For now, if meditation is to be used as a well-being or therapeutic tool, the public needs to be informed about its potential for harm.
Miguel Farias – Associate Professor in Experimental Psychology, Coventry University
Study details
School-based mindfulness training in early adolescence: what works, for whom and how in the MYRIAD trial?
Jesus Montero-Marin, Matthew Allwood, Susan Ball et al.

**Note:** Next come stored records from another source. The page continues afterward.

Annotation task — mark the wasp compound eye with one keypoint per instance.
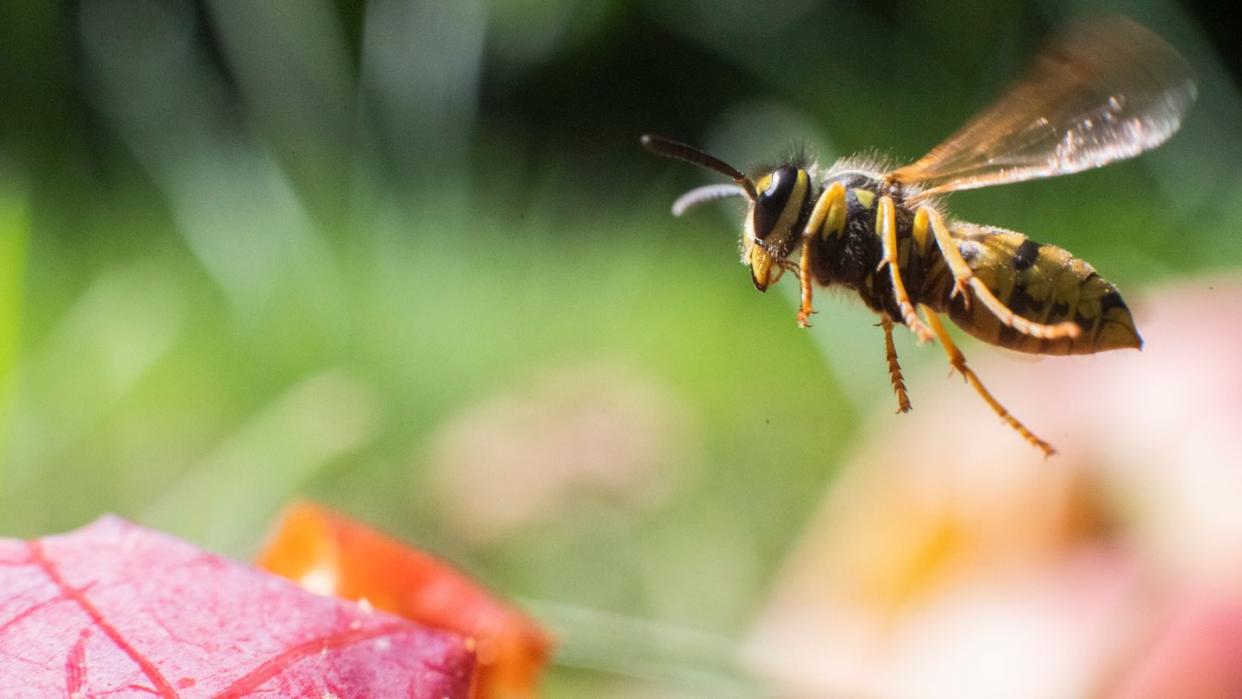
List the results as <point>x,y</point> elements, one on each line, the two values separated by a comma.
<point>773,200</point>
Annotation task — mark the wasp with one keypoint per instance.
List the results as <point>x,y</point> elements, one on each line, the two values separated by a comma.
<point>1101,91</point>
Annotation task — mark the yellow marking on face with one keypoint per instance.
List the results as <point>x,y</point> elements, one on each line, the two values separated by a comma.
<point>865,196</point>
<point>835,222</point>
<point>794,207</point>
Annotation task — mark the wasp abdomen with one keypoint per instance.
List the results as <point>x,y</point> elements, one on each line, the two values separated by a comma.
<point>1040,282</point>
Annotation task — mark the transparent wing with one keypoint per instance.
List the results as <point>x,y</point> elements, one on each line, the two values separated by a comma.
<point>1103,91</point>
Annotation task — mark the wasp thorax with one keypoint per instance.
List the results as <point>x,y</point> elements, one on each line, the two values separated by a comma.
<point>774,216</point>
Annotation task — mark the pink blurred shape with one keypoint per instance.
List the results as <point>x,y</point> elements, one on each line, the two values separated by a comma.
<point>116,610</point>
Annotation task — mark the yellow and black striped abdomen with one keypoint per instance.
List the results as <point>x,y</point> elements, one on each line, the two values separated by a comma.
<point>1042,283</point>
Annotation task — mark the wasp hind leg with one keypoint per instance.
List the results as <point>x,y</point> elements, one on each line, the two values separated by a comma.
<point>894,368</point>
<point>963,277</point>
<point>830,210</point>
<point>959,361</point>
<point>886,225</point>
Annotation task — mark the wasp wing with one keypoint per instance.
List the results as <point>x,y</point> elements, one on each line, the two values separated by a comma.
<point>1103,91</point>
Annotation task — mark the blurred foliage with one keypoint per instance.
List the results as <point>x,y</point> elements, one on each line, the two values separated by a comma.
<point>261,248</point>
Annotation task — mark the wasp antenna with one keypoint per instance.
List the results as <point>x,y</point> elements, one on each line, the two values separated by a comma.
<point>666,148</point>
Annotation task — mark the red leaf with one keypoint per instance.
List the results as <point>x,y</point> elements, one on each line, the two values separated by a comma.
<point>335,555</point>
<point>114,610</point>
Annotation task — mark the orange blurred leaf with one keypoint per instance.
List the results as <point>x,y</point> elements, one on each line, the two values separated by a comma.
<point>330,554</point>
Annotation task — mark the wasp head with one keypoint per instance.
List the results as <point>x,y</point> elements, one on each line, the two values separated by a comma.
<point>773,222</point>
<point>779,205</point>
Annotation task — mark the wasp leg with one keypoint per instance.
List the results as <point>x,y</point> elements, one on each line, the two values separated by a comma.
<point>830,209</point>
<point>959,361</point>
<point>886,224</point>
<point>804,276</point>
<point>894,369</point>
<point>963,276</point>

Published in The BMJ in Volume 25 Issue 3
Abstract
Background
Preventing mental health problems in early adolescence is a priority. School-based mindfulness training (SBMT) is an approach with mixed evidence.
Objectives
To explore for whom SBMT does/does not work and what influences outcomes.
Methods
The My Resilience in Adolescence was a parallel-group, cluster randomised controlled trial (K=84 secondary schools; n=8376 students, age: 11–13) recruiting schools that provided standard social–emotional learning. Schools were randomised 1:1 to continue this provision (control/teaching as usual (TAU)), and/or to offer SBMT (‘.b’ (intervention)). Risk of depression, social–emotional–behavioural functioning and well-being were measured at baseline, preintervention, post intervention and 1 year follow-up. Hypothesised moderators, implementation factors and mediators were analysed using mixed effects linear regressions, instrumental variable methods and path analysis.
Findings
SBMT versus TAU resulted in worse scores on risk of depression and well-being in students at risk of mental health problems both at post intervention and 1-year follow-up, but differences were small and not clinically relevant. Higher dose and reach were associated with worse social–emotional–behavioural functioning at postintervention. No implementation factors were associated with outcomes at 1-year follow-up. Pregains−postgains in mindfulness skills and executive function predicted better outcomes at 1-year follow-up, but the SBMT was unsuccessful to teach these skills with clinical relevance.
SBMT as delivered in this trial is not indicated as a universal intervention. Moreover, it may be contraindicated for students with existing/emerging mental health symptoms.
Clinical implications
Universal SBMT is not recommended in this format in early adolescence. Future research should explore social−emotional learning programmes adapted to the unique needs of young people.